Fraunhofer IGD optimizes Cuttlefish® 3D printing driver for Stratasys Polyjet applications

Press release /

Fraunhofer IGD, the leading international research institute in Applied Visual Computing, has optimized its Cuttlefish® 3D printer driver for Stratasys PolyJet™ 3D printing, and is working collaboratively with Stratasys on future software enhancements.

© Fraunhofer IGD

Full-color, multi-material PolyJet 3D printing brings incredible realism to product designers and other creative professionals, with up to eight materials printed in one work step. Fraunhofer’s Cuttlefish software package first began supporting PolyJet systems in 2017 via the GrabCAD™ Voxel Print™ interface. Fraunhofer IGD has now improved existing and added new algorithms, which enables companies to save costs while producing prints with better geometric and color accuracy.

Philipp Urban, Head of 3D Printing Technologies at the Fraunhofer Institute for Computer Graphics Research IGD, explains the role played by Cuttlefish®: “When it’s an issue of optimization for mass production, specific color requests or degrees of translucency, nesting or individual color calibration, that’s where we come in.”

Since 2014, Urban’s team has been developing software that makes it possible to work with multiple print materials at the same time to exactly reproduce the geometry and colors (including translucencies and fine shading transitions) of the original and to simulate the printout on the screen in advance. Cuttlefish® has already played its part in producing hundreds of thousands of high-quality PolyJet 3D prints for customers in a range of industries.

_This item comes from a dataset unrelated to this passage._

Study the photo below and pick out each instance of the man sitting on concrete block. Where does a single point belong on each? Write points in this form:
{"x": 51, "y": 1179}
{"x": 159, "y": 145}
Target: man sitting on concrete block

“Our collaborative partnership has been designed for the long term, with the aim of enabling Stratasys customers to fully exploit the technical potential of their printers,” Urban said.
 

Perfect basis for 3D printing research

Universities and research institutes that use PolyJet printers as part of their 3D printing research can use the plug-in functionality of Cuttlefish® that allows them to conveniently integrate their own methods and software components into the Cuttlefish® workflow. It means that researchers do not have to program everything themselves but can build on the expertise already available at Fraunhofer IGD. This makes Cuttlefish® an optimal basis for further research in the field of 3D printing.

Cinema-ready level of performance from Stratasys and Cuttlefish®

Animation studio and Stratasys customer LAIKA has already recognized the advantage of both technologies. For the stop-motion movie Missing Link, more than 106,000 facial expressions were 3D printed with Cuttlefish®. The biggest challenge was that the creation of lifelike models required many different color gradations – each shade had to match exactly that of the preceding image. Brian McLean, Director of Rapid Prototype at LAIKA: “We’ve been using 3D printers in stop-motion productions since Coraline, the first movie made at LAIKA. For our latest movie, Missing Link, we used Fraunhofer IGD technologies because they allow for unique color consistency and geometric accuracy. By combining the Cuttlefish® software with the Stratasys J750 series 3D printers, we were able to create the most complex color 3D printed surfaces ever produced.” The result was indeed impressive and has been rewarded accordingly: in 2020, Missing Link won a Golden Globe® in the Best Animated Feature category.

© LAIKA
To animate the characters’ facial expressions in Missing Link, LAIKA used a number of Stratasys J750 3D printers, in conjunction with the Cuttlefish® 3D-printer driver, to create 106,000 highly detailed color 3D faces.